J’étais à Frazé pour quelques jours en vue de préparer les festivités de mon soixantième anniversaire. J’étais détendu et bien loin des soucis du quotidien. Je me trouvais sur le toit d’une longère, jouxtant mon habitation principale, j’y remplaçais des tuiles, quand j’ai vu mon épouse sortir de la maison. Elle faisait de grands gestes, en me criant de venir la rejoindre au plus vite. Je me suis empressé de descendre de mon perchoir. Je me suis retrouvé devant la télé. Je n’oublierai jamais les images de l’avion, puis du second, percutant les tours, j’étais atterré.
Ma première réflexion a été : « Ils ont osé ! » Jusqu’où vont-ils aller ? Frapper l’Amérique sur son sol par un attentat d’une telle ampleur, c’était une déclaration de guerre par un ennemi connu, mais invisible, insaisissable et difficile à localiser (à l’époque).

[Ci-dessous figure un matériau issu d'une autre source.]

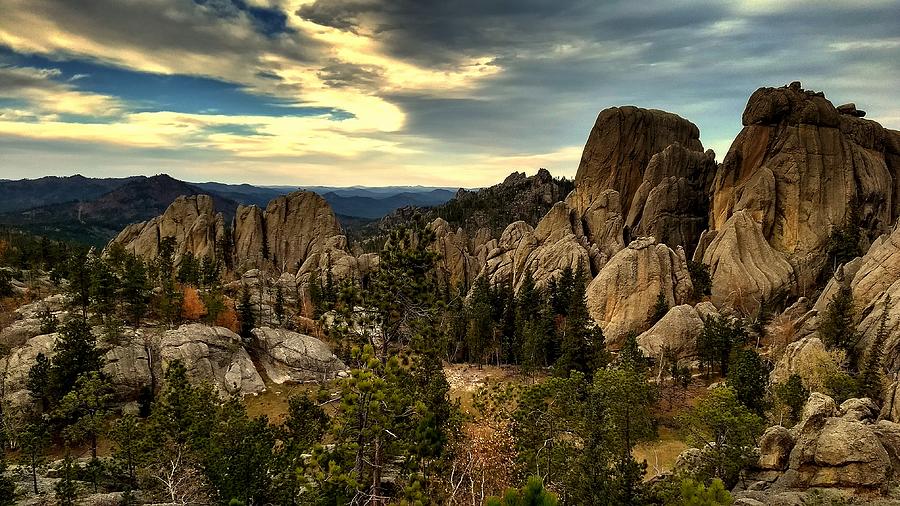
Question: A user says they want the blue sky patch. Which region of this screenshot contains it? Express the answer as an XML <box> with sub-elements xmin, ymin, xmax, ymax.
<box><xmin>0</xmin><ymin>46</ymin><xmax>352</xmax><ymax>120</ymax></box>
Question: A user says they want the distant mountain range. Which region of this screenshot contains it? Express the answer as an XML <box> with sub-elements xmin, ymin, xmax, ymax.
<box><xmin>0</xmin><ymin>174</ymin><xmax>456</xmax><ymax>245</ymax></box>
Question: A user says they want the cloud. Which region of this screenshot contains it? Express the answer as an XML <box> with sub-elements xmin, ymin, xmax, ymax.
<box><xmin>0</xmin><ymin>0</ymin><xmax>900</xmax><ymax>186</ymax></box>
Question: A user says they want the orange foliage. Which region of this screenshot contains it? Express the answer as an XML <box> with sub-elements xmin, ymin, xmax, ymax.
<box><xmin>181</xmin><ymin>286</ymin><xmax>206</xmax><ymax>320</ymax></box>
<box><xmin>216</xmin><ymin>298</ymin><xmax>241</xmax><ymax>333</ymax></box>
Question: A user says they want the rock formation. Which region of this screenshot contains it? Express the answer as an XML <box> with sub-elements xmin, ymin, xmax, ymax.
<box><xmin>587</xmin><ymin>237</ymin><xmax>693</xmax><ymax>349</ymax></box>
<box><xmin>253</xmin><ymin>327</ymin><xmax>347</xmax><ymax>385</ymax></box>
<box><xmin>700</xmin><ymin>83</ymin><xmax>900</xmax><ymax>303</ymax></box>
<box><xmin>637</xmin><ymin>302</ymin><xmax>719</xmax><ymax>363</ymax></box>
<box><xmin>113</xmin><ymin>195</ymin><xmax>225</xmax><ymax>259</ymax></box>
<box><xmin>747</xmin><ymin>393</ymin><xmax>900</xmax><ymax>497</ymax></box>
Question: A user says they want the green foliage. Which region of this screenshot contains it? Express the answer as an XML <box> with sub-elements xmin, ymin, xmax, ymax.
<box><xmin>858</xmin><ymin>295</ymin><xmax>891</xmax><ymax>401</ymax></box>
<box><xmin>0</xmin><ymin>269</ymin><xmax>16</xmax><ymax>297</ymax></box>
<box><xmin>57</xmin><ymin>370</ymin><xmax>113</xmax><ymax>460</ymax></box>
<box><xmin>774</xmin><ymin>374</ymin><xmax>809</xmax><ymax>426</ymax></box>
<box><xmin>819</xmin><ymin>286</ymin><xmax>859</xmax><ymax>364</ymax></box>
<box><xmin>0</xmin><ymin>454</ymin><xmax>17</xmax><ymax>506</ymax></box>
<box><xmin>680</xmin><ymin>478</ymin><xmax>734</xmax><ymax>506</ymax></box>
<box><xmin>18</xmin><ymin>418</ymin><xmax>50</xmax><ymax>494</ymax></box>
<box><xmin>119</xmin><ymin>255</ymin><xmax>150</xmax><ymax>326</ymax></box>
<box><xmin>54</xmin><ymin>453</ymin><xmax>79</xmax><ymax>506</ymax></box>
<box><xmin>727</xmin><ymin>349</ymin><xmax>769</xmax><ymax>416</ymax></box>
<box><xmin>237</xmin><ymin>284</ymin><xmax>256</xmax><ymax>339</ymax></box>
<box><xmin>682</xmin><ymin>386</ymin><xmax>763</xmax><ymax>486</ymax></box>
<box><xmin>485</xmin><ymin>476</ymin><xmax>559</xmax><ymax>506</ymax></box>
<box><xmin>47</xmin><ymin>317</ymin><xmax>103</xmax><ymax>407</ymax></box>
<box><xmin>688</xmin><ymin>260</ymin><xmax>712</xmax><ymax>297</ymax></box>
<box><xmin>697</xmin><ymin>316</ymin><xmax>747</xmax><ymax>376</ymax></box>
<box><xmin>825</xmin><ymin>201</ymin><xmax>863</xmax><ymax>268</ymax></box>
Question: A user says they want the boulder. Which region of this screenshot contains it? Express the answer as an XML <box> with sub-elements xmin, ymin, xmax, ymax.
<box><xmin>710</xmin><ymin>86</ymin><xmax>898</xmax><ymax>293</ymax></box>
<box><xmin>232</xmin><ymin>205</ymin><xmax>266</xmax><ymax>272</ymax></box>
<box><xmin>838</xmin><ymin>397</ymin><xmax>879</xmax><ymax>422</ymax></box>
<box><xmin>637</xmin><ymin>302</ymin><xmax>719</xmax><ymax>362</ymax></box>
<box><xmin>573</xmin><ymin>106</ymin><xmax>703</xmax><ymax>216</ymax></box>
<box><xmin>625</xmin><ymin>143</ymin><xmax>716</xmax><ymax>256</ymax></box>
<box><xmin>159</xmin><ymin>324</ymin><xmax>266</xmax><ymax>397</ymax></box>
<box><xmin>113</xmin><ymin>195</ymin><xmax>225</xmax><ymax>262</ymax></box>
<box><xmin>252</xmin><ymin>327</ymin><xmax>347</xmax><ymax>385</ymax></box>
<box><xmin>769</xmin><ymin>337</ymin><xmax>828</xmax><ymax>385</ymax></box>
<box><xmin>587</xmin><ymin>237</ymin><xmax>693</xmax><ymax>349</ymax></box>
<box><xmin>264</xmin><ymin>191</ymin><xmax>342</xmax><ymax>271</ymax></box>
<box><xmin>758</xmin><ymin>425</ymin><xmax>794</xmax><ymax>471</ymax></box>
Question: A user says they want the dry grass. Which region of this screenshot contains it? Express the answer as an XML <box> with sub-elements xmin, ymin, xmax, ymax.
<box><xmin>633</xmin><ymin>427</ymin><xmax>688</xmax><ymax>480</ymax></box>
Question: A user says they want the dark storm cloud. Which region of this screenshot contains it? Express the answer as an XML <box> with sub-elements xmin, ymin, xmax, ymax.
<box><xmin>9</xmin><ymin>0</ymin><xmax>320</xmax><ymax>70</ymax></box>
<box><xmin>298</xmin><ymin>0</ymin><xmax>900</xmax><ymax>155</ymax></box>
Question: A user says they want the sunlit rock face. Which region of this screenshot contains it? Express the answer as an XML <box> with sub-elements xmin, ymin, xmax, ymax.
<box><xmin>699</xmin><ymin>83</ymin><xmax>900</xmax><ymax>303</ymax></box>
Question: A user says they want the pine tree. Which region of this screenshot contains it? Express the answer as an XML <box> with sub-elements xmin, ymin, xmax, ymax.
<box><xmin>48</xmin><ymin>318</ymin><xmax>103</xmax><ymax>406</ymax></box>
<box><xmin>272</xmin><ymin>284</ymin><xmax>284</xmax><ymax>326</ymax></box>
<box><xmin>19</xmin><ymin>417</ymin><xmax>50</xmax><ymax>494</ymax></box>
<box><xmin>859</xmin><ymin>295</ymin><xmax>891</xmax><ymax>400</ymax></box>
<box><xmin>727</xmin><ymin>350</ymin><xmax>769</xmax><ymax>416</ymax></box>
<box><xmin>119</xmin><ymin>255</ymin><xmax>150</xmax><ymax>326</ymax></box>
<box><xmin>66</xmin><ymin>251</ymin><xmax>92</xmax><ymax>319</ymax></box>
<box><xmin>237</xmin><ymin>284</ymin><xmax>256</xmax><ymax>339</ymax></box>
<box><xmin>90</xmin><ymin>258</ymin><xmax>119</xmax><ymax>323</ymax></box>
<box><xmin>819</xmin><ymin>286</ymin><xmax>859</xmax><ymax>364</ymax></box>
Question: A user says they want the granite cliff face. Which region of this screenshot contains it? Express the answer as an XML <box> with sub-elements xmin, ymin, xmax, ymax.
<box><xmin>109</xmin><ymin>83</ymin><xmax>900</xmax><ymax>354</ymax></box>
<box><xmin>696</xmin><ymin>83</ymin><xmax>900</xmax><ymax>304</ymax></box>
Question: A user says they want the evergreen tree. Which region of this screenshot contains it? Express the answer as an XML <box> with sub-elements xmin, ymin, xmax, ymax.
<box><xmin>58</xmin><ymin>371</ymin><xmax>113</xmax><ymax>464</ymax></box>
<box><xmin>727</xmin><ymin>350</ymin><xmax>769</xmax><ymax>416</ymax></box>
<box><xmin>25</xmin><ymin>353</ymin><xmax>53</xmax><ymax>414</ymax></box>
<box><xmin>485</xmin><ymin>476</ymin><xmax>559</xmax><ymax>506</ymax></box>
<box><xmin>682</xmin><ymin>386</ymin><xmax>763</xmax><ymax>487</ymax></box>
<box><xmin>819</xmin><ymin>286</ymin><xmax>859</xmax><ymax>364</ymax></box>
<box><xmin>119</xmin><ymin>255</ymin><xmax>150</xmax><ymax>326</ymax></box>
<box><xmin>555</xmin><ymin>265</ymin><xmax>606</xmax><ymax>378</ymax></box>
<box><xmin>859</xmin><ymin>295</ymin><xmax>891</xmax><ymax>400</ymax></box>
<box><xmin>272</xmin><ymin>284</ymin><xmax>285</xmax><ymax>326</ymax></box>
<box><xmin>18</xmin><ymin>417</ymin><xmax>50</xmax><ymax>494</ymax></box>
<box><xmin>592</xmin><ymin>366</ymin><xmax>656</xmax><ymax>504</ymax></box>
<box><xmin>237</xmin><ymin>284</ymin><xmax>256</xmax><ymax>339</ymax></box>
<box><xmin>48</xmin><ymin>318</ymin><xmax>103</xmax><ymax>406</ymax></box>
<box><xmin>54</xmin><ymin>451</ymin><xmax>79</xmax><ymax>506</ymax></box>
<box><xmin>90</xmin><ymin>258</ymin><xmax>119</xmax><ymax>323</ymax></box>
<box><xmin>697</xmin><ymin>316</ymin><xmax>747</xmax><ymax>377</ymax></box>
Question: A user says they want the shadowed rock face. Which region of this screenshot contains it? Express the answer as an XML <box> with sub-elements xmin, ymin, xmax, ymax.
<box><xmin>575</xmin><ymin>106</ymin><xmax>703</xmax><ymax>216</ymax></box>
<box><xmin>113</xmin><ymin>195</ymin><xmax>225</xmax><ymax>259</ymax></box>
<box><xmin>703</xmin><ymin>83</ymin><xmax>900</xmax><ymax>303</ymax></box>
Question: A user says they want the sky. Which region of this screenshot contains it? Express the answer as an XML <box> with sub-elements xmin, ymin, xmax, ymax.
<box><xmin>0</xmin><ymin>0</ymin><xmax>900</xmax><ymax>187</ymax></box>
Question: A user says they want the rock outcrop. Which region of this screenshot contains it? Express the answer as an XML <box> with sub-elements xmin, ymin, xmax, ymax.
<box><xmin>637</xmin><ymin>302</ymin><xmax>719</xmax><ymax>363</ymax></box>
<box><xmin>159</xmin><ymin>324</ymin><xmax>266</xmax><ymax>397</ymax></box>
<box><xmin>702</xmin><ymin>83</ymin><xmax>900</xmax><ymax>300</ymax></box>
<box><xmin>253</xmin><ymin>327</ymin><xmax>347</xmax><ymax>385</ymax></box>
<box><xmin>587</xmin><ymin>237</ymin><xmax>693</xmax><ymax>349</ymax></box>
<box><xmin>747</xmin><ymin>393</ymin><xmax>900</xmax><ymax>492</ymax></box>
<box><xmin>113</xmin><ymin>195</ymin><xmax>225</xmax><ymax>260</ymax></box>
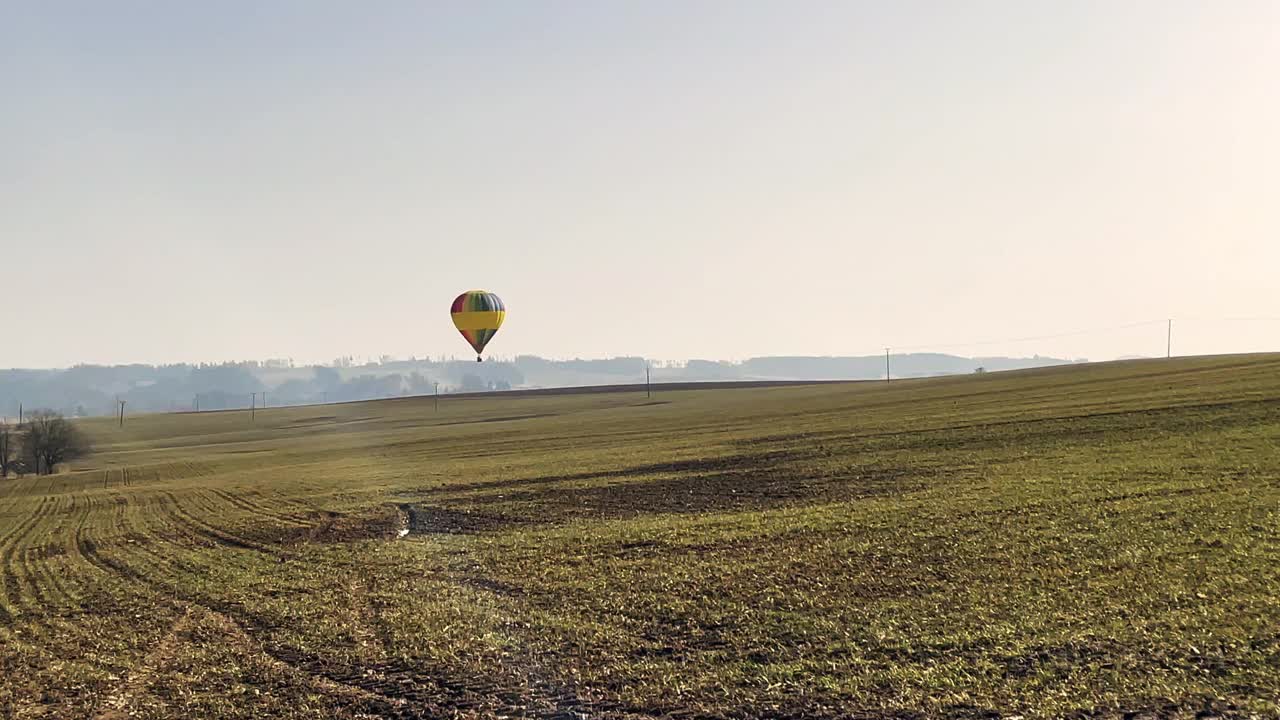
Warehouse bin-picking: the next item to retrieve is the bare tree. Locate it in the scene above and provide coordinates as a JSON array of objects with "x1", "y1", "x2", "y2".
[
  {"x1": 22, "y1": 410, "x2": 90, "y2": 475},
  {"x1": 0, "y1": 420, "x2": 18, "y2": 479}
]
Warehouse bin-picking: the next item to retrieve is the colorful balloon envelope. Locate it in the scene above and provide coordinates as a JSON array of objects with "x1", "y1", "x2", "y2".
[{"x1": 449, "y1": 290, "x2": 507, "y2": 363}]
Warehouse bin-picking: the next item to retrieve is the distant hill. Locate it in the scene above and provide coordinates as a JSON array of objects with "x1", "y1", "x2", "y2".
[{"x1": 0, "y1": 352, "x2": 1070, "y2": 418}]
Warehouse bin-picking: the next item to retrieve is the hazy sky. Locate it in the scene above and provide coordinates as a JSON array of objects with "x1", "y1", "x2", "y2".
[{"x1": 0, "y1": 0, "x2": 1280, "y2": 366}]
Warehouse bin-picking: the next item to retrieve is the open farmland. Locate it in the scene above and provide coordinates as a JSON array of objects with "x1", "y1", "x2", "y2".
[{"x1": 0, "y1": 356, "x2": 1280, "y2": 719}]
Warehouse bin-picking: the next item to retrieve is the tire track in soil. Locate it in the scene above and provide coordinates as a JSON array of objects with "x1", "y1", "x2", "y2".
[
  {"x1": 92, "y1": 607, "x2": 192, "y2": 720},
  {"x1": 77, "y1": 520, "x2": 654, "y2": 720},
  {"x1": 0, "y1": 496, "x2": 52, "y2": 619},
  {"x1": 18, "y1": 496, "x2": 76, "y2": 615},
  {"x1": 207, "y1": 488, "x2": 314, "y2": 524},
  {"x1": 164, "y1": 492, "x2": 283, "y2": 555}
]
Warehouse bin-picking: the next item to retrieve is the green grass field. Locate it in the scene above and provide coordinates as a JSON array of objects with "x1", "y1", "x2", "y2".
[{"x1": 0, "y1": 355, "x2": 1280, "y2": 719}]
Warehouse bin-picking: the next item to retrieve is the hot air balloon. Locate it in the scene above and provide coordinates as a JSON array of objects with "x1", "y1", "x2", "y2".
[{"x1": 449, "y1": 290, "x2": 507, "y2": 363}]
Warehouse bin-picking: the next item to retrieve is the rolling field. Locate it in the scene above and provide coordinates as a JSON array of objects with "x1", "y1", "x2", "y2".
[{"x1": 0, "y1": 355, "x2": 1280, "y2": 719}]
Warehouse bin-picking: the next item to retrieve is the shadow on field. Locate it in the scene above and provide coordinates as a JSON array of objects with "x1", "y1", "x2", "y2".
[{"x1": 396, "y1": 451, "x2": 931, "y2": 534}]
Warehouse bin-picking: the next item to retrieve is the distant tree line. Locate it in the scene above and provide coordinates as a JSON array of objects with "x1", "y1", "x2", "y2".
[
  {"x1": 0, "y1": 352, "x2": 1066, "y2": 418},
  {"x1": 0, "y1": 410, "x2": 90, "y2": 478}
]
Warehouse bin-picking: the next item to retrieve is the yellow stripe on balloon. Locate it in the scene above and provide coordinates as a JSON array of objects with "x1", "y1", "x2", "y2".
[{"x1": 453, "y1": 310, "x2": 507, "y2": 331}]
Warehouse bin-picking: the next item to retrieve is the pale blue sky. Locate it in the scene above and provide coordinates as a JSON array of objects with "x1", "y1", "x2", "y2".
[{"x1": 0, "y1": 0, "x2": 1280, "y2": 366}]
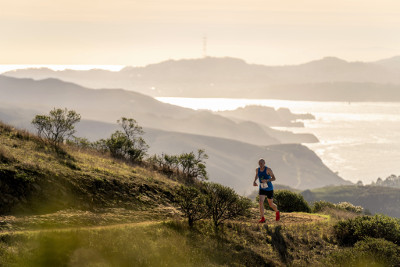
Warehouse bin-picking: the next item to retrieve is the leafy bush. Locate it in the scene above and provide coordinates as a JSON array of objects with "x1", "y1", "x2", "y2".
[
  {"x1": 312, "y1": 200, "x2": 336, "y2": 213},
  {"x1": 32, "y1": 108, "x2": 81, "y2": 147},
  {"x1": 148, "y1": 149, "x2": 208, "y2": 183},
  {"x1": 335, "y1": 202, "x2": 363, "y2": 213},
  {"x1": 204, "y1": 183, "x2": 251, "y2": 229},
  {"x1": 97, "y1": 117, "x2": 149, "y2": 162},
  {"x1": 312, "y1": 200, "x2": 363, "y2": 213},
  {"x1": 274, "y1": 190, "x2": 311, "y2": 212},
  {"x1": 179, "y1": 149, "x2": 208, "y2": 180},
  {"x1": 176, "y1": 186, "x2": 208, "y2": 227},
  {"x1": 334, "y1": 215, "x2": 400, "y2": 245},
  {"x1": 326, "y1": 240, "x2": 400, "y2": 266}
]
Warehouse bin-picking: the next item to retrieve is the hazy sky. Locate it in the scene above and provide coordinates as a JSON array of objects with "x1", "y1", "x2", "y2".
[{"x1": 0, "y1": 0, "x2": 400, "y2": 65}]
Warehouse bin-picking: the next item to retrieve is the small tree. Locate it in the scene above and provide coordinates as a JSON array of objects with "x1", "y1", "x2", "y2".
[
  {"x1": 205, "y1": 183, "x2": 251, "y2": 230},
  {"x1": 101, "y1": 117, "x2": 149, "y2": 162},
  {"x1": 179, "y1": 149, "x2": 208, "y2": 180},
  {"x1": 176, "y1": 186, "x2": 208, "y2": 227},
  {"x1": 32, "y1": 108, "x2": 81, "y2": 147},
  {"x1": 274, "y1": 190, "x2": 311, "y2": 212}
]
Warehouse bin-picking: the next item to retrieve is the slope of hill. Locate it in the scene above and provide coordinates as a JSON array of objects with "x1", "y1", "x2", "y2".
[
  {"x1": 0, "y1": 124, "x2": 400, "y2": 266},
  {"x1": 302, "y1": 185, "x2": 400, "y2": 218},
  {"x1": 0, "y1": 76, "x2": 310, "y2": 145},
  {"x1": 0, "y1": 123, "x2": 176, "y2": 214},
  {"x1": 5, "y1": 57, "x2": 400, "y2": 101},
  {"x1": 0, "y1": 108, "x2": 349, "y2": 194}
]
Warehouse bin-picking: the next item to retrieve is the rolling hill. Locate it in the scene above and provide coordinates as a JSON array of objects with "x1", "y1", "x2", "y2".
[
  {"x1": 0, "y1": 76, "x2": 317, "y2": 145},
  {"x1": 302, "y1": 185, "x2": 400, "y2": 218},
  {"x1": 5, "y1": 57, "x2": 400, "y2": 101}
]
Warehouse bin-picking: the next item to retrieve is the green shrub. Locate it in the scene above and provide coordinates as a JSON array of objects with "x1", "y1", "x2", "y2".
[
  {"x1": 335, "y1": 202, "x2": 363, "y2": 213},
  {"x1": 274, "y1": 190, "x2": 311, "y2": 212},
  {"x1": 204, "y1": 183, "x2": 251, "y2": 229},
  {"x1": 312, "y1": 200, "x2": 335, "y2": 213},
  {"x1": 334, "y1": 215, "x2": 400, "y2": 245},
  {"x1": 176, "y1": 185, "x2": 208, "y2": 227},
  {"x1": 312, "y1": 200, "x2": 363, "y2": 213},
  {"x1": 326, "y1": 237, "x2": 400, "y2": 266}
]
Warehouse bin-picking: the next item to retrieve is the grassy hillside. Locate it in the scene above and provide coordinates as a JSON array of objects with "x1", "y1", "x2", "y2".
[
  {"x1": 0, "y1": 108, "x2": 350, "y2": 194},
  {"x1": 0, "y1": 121, "x2": 176, "y2": 216},
  {"x1": 302, "y1": 185, "x2": 400, "y2": 218},
  {"x1": 0, "y1": 124, "x2": 400, "y2": 266}
]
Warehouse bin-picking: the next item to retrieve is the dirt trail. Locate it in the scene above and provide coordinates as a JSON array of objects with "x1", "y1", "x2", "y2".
[{"x1": 0, "y1": 221, "x2": 163, "y2": 236}]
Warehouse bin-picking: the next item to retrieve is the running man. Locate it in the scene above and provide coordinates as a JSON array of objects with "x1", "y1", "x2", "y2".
[{"x1": 253, "y1": 158, "x2": 280, "y2": 223}]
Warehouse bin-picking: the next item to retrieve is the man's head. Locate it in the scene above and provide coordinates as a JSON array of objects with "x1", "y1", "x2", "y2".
[{"x1": 258, "y1": 158, "x2": 265, "y2": 167}]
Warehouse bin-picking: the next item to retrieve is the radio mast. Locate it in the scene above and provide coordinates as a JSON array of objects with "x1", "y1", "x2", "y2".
[{"x1": 203, "y1": 35, "x2": 207, "y2": 57}]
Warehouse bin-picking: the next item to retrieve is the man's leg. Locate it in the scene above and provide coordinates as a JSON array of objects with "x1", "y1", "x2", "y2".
[
  {"x1": 268, "y1": 198, "x2": 281, "y2": 221},
  {"x1": 268, "y1": 198, "x2": 278, "y2": 212},
  {"x1": 259, "y1": 195, "x2": 265, "y2": 218}
]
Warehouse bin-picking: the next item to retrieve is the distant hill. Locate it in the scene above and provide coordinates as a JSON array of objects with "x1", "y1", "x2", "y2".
[
  {"x1": 302, "y1": 185, "x2": 400, "y2": 218},
  {"x1": 216, "y1": 105, "x2": 315, "y2": 127},
  {"x1": 5, "y1": 57, "x2": 400, "y2": 101},
  {"x1": 0, "y1": 108, "x2": 350, "y2": 192},
  {"x1": 0, "y1": 75, "x2": 317, "y2": 145}
]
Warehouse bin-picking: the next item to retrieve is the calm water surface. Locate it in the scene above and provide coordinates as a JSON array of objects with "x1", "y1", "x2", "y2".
[{"x1": 157, "y1": 97, "x2": 400, "y2": 183}]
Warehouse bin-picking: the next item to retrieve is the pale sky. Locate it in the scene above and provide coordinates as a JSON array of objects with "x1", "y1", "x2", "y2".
[{"x1": 0, "y1": 0, "x2": 400, "y2": 66}]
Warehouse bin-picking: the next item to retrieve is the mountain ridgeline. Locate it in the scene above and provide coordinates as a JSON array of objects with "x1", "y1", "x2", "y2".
[
  {"x1": 0, "y1": 76, "x2": 349, "y2": 194},
  {"x1": 5, "y1": 57, "x2": 400, "y2": 101}
]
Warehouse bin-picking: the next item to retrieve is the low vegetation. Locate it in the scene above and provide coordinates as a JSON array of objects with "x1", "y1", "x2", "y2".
[
  {"x1": 0, "y1": 115, "x2": 400, "y2": 266},
  {"x1": 274, "y1": 190, "x2": 311, "y2": 212}
]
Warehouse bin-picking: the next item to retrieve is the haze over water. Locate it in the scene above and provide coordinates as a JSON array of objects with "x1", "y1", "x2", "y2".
[{"x1": 157, "y1": 97, "x2": 400, "y2": 183}]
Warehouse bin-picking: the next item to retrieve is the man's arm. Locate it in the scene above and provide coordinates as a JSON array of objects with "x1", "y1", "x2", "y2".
[
  {"x1": 267, "y1": 168, "x2": 276, "y2": 182},
  {"x1": 253, "y1": 170, "x2": 258, "y2": 186}
]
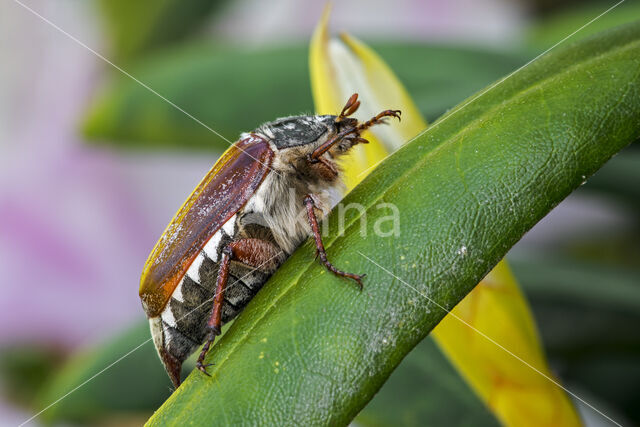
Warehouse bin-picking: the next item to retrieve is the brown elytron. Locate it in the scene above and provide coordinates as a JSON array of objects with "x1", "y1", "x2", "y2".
[{"x1": 140, "y1": 134, "x2": 274, "y2": 317}]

J’ai tout de suite pensé que ce n’était que le début d’une escalade et que nous aurions beaucoup de mal à vaincre ce fléau.
Quelques jours plus tard, ma fille, qui travaillait dans le quartier de la Défense chez Ernst et Young, un cabinet international d’avocats, m’a raconté que ce fameux 11 septembre, elle était en conversation téléphonique avec une collègue de l’antenne new-yorkaise de son groupe située à Times Square, à environ deux kilomètres du World Trade Center. Sa collègue hurlait au téléphone : « C’est la guerre, on va tous mourir ! »

*

J’ai à la fois un souvenir très net et très confus du 11 septembre 2001. On est à quelques jours de la rentrée scolaire, pour moi, le plus dur est fait : je goûte peu les premiers jours, le stress est important parce qu’on sait que de nos premiers contacts avec nos classes va dépendre le reste de l’année…
Le 11 donc, pas de copies encore et premiers contacts pris et bien passés, en fin d’après-midi, les cours terminés, je me retrouve avec un collègue et ami dans un café. Il me dit qu’« il paraît qu’aux États-Unis, des avions ont percuté deux gratte-ciels… ». Cela semblera incroyable aux jeunes générations mais on est en 2001, pas de smartphone, pas de notifications ou d’alertes, pas de chaînes d’info continue… On a fait notre journée de travail sans savoir ce qui venait de se passer ! Je ne comprends pas bien de quoi il s’agit, et on discute d’autre chose…
En rentrant chez moi, cette fois, la télévision allumée, je comprends : attentat spectaculaire, images en boucle, des avions s’encastrant dans les tours du World Trade Center, de la panique des habitants qui fuient dans les rues voisines, des cris… Mes souvenirs des commentaires sont très confus, l’impression générale que j’en garde, c’est celle de l’inédit et une question : qui a fait ça ?
Ma réaction est à la fois de la compassion pour les New-yorkais et un sentiment beaucoup moins avouable, voire honteux aujourd’hui, surtout si on oublie le contexte : les Américains se sont montrés trop arrogants, en quelque sorte. Ils ont légitimé un système mondial très inégalitaire, injuste, sans jamais se remettre en cause…
Le lendemain, à 8 heures, mes terminales me demandent : « Est-ce que c’est historique ? » « Oui, et cela le sera d’autant plus selon la réaction des Américains, vont-ils changer de politique étrangère ? Se montrer plus à l’écoute ? plus réformateurs ? … » On connaît la suite, dès l’automne, la guerre en Afghanistan pour y déloger Ben Laden, deux ans plus tard, la guerre contre l’Irak… On avait changé de décennie et on entrait dans une période nouvelle.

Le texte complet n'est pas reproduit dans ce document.